Mia, 8 ans, avait été enlevée sans violence mardi par trois hommes alors qu'elle était hébergée chez sa grand-mère maternelle près d'Epinal, dans les Vosges. Selon le procureur Pérain, le rapt a été conçu "comme une opération de type militaire" conduite "de manière déterminée".

"Un budget de 3000 euros a été dégagé pour assurer les frais courants, l'essence, les péages... mais également pour qu'une partie de cet argent soit remise à la mère de l'enfant", a-t-il ajouté lors d'une conférence de presse. Les suspects avaient baptisé leur action "opération Lima".

Mandats d'arrêt

Les ravisseurs avaient présenté des papiers falsifiés à en-tête du ministère de la Justice, se faisant passer pour des éducateurs de la protection judiciaire de la jeunesse. Au cours de leur garde à vue, ces hommes qui se revendiquent de la mouvance anti-système, ont affirmé avoir agi à la demande de la mère de l'enfant.

Le procureur de Nancy a indiqué que Mia serait de nouveau remise à sa grand-mère, désignée en janvier "tiers de confiance" par la justice.

Actuellement, la mère et l'homme qui l'a aidée à franchir la frontière sont en garde à vue, a expliqué Jean-Luc Mooser. Les autorités françaises ont selon lui demandé leur extradition.

S'ils ne s'y opposent pas, "ça peut durer quelques jours, une semaine, quinze jours", a indiqué le procureur. S'il devait y avoir opposition, cela impliquerait des procédures judiciaires "qui sont beaucoup plus longues".

Cinq hommes, qui "ont reconnu les faits devant les enquêteurs", sont poursuivis pour "enlèvement en bande organisée d'une mineure de (moins de) quinze ans et association de malfaiteurs", a précisé le procureur de la République de Nancy François Pérain. Quatre d'entre eux sont écroués.

Parmi les ravisseurs présumés, âgés de 23 à 60 ans et appréhendés en fin de semaine à Paris et dans sa banlieue ainsi qu'en Meurthe-et-Moselle et dans le Doubs, un seul, surnommé "Jeannot" n'a pas été écroué mais placé sous contrôle judiciaire. Il a reconnu avoir conduit ses complices dans les Vosges mais n'a pas participé à l'enlèvement proprement dit, a indiqué M. Pérain.

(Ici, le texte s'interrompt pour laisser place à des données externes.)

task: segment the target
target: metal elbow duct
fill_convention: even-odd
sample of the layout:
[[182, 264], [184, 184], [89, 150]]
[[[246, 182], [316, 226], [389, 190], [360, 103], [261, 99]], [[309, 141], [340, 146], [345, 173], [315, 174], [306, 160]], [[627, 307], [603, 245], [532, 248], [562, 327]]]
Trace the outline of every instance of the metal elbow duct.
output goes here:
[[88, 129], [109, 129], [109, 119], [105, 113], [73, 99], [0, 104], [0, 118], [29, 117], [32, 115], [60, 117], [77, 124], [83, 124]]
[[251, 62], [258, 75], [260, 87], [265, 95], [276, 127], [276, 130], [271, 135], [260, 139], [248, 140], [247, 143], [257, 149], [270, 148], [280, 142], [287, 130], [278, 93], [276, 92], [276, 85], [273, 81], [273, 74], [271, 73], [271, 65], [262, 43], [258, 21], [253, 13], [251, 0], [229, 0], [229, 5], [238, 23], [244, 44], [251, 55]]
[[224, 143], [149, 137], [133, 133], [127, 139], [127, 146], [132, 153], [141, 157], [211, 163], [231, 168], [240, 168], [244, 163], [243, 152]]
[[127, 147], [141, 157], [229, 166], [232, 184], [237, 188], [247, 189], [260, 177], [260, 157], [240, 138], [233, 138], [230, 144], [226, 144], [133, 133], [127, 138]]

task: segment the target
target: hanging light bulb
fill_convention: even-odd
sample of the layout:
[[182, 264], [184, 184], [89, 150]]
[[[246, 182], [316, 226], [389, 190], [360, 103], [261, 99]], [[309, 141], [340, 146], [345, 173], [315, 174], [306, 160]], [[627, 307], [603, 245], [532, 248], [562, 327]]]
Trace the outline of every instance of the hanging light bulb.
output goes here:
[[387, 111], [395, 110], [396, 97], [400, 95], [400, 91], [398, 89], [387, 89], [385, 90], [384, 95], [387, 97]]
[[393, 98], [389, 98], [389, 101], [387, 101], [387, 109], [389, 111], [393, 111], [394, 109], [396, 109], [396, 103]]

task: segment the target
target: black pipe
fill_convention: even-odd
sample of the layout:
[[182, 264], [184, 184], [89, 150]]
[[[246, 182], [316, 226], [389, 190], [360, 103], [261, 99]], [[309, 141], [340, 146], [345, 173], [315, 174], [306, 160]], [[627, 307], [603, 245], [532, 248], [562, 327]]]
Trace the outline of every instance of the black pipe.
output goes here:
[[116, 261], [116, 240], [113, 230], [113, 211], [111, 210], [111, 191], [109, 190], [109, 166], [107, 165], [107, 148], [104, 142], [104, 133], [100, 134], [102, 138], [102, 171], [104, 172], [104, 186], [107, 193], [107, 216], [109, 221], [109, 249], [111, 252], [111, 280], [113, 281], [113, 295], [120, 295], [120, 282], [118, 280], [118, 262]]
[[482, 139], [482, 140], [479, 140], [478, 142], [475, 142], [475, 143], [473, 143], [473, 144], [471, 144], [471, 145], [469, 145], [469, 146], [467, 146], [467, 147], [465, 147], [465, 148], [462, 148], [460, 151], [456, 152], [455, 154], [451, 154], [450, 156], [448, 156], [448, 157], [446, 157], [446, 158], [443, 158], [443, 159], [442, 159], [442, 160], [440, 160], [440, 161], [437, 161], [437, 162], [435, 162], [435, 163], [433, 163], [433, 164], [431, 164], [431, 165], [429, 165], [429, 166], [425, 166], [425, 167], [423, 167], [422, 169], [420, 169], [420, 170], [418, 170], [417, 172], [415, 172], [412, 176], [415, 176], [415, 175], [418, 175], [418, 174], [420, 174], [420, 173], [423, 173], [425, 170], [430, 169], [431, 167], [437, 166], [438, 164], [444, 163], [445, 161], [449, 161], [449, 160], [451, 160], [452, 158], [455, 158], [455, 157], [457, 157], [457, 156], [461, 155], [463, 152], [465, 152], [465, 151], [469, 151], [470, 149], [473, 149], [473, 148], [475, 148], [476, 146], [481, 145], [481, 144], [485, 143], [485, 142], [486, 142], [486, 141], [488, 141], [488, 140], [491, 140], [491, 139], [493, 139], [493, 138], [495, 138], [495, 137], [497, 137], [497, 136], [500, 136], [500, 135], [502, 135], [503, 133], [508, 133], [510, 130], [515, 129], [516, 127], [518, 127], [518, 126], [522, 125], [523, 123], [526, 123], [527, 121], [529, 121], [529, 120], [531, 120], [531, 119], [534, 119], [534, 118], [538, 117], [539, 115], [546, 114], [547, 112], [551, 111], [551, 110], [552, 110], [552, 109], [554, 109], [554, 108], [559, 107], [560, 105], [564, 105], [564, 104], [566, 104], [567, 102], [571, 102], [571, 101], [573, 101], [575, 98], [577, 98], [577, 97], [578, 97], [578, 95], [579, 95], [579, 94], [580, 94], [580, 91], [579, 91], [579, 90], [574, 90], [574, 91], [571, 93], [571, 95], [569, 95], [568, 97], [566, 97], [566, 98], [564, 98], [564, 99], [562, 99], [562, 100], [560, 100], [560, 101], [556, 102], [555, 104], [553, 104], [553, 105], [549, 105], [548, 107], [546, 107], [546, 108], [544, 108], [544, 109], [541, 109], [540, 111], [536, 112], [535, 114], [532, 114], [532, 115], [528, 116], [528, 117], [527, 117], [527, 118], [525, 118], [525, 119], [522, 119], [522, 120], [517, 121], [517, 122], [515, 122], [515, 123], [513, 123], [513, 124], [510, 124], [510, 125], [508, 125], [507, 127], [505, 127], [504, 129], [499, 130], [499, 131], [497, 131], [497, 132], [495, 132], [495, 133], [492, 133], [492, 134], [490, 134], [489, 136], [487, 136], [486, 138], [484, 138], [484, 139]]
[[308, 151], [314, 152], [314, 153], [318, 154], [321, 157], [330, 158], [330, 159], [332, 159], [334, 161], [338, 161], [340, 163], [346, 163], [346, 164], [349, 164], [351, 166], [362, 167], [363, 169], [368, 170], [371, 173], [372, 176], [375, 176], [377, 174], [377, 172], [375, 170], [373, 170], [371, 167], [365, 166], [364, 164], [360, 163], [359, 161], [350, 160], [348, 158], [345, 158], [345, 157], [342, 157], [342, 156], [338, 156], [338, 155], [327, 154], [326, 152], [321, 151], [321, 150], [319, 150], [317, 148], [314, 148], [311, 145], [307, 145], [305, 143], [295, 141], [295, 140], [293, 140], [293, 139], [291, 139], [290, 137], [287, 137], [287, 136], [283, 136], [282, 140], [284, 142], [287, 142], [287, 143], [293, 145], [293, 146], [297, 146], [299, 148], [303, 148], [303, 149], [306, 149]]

Un sixième homme, considéré par les enquêteurs comme l'un des ravisseurs de Mia n'a, lui, pas encore été identifié et reste activement recherché, selon le magistrat.

Coopération saluée

Le procureur français a salué la qualité de la coopération avec les autorités fribourgeoises. Il a vivement remercié "les autorités suisses de cet investissement hors normes qui a permis la localisation de la fugitive et de sa fille dans un temps très court".

Les polices cantonales du Jura, du Valais, de Fribourg, de Neuchâtel et de Vaud, sous la conduite opérationnelle de l'office fédéral de la police (Fedpol) et de la Police cantonale fribourgeoise, ont mené des investigations et opérations visant à localiser la petite fille dans ces différents cantons, précise la police fribourgeoise.

"Un grand bravo à tous !", a tweeté le garde des Sceaux, Eric Dupond-Moretti, précisant "Je me réjouis que la petite Mia recherchée depuis le 13 avril ait été retrouvée saine et sauve grâce à la mobilisation générale des magistrats du parquet d'Epinal et de la JIRS de Nancy, des gendarmes et de l’ensemble des services mobilisés en Suisse".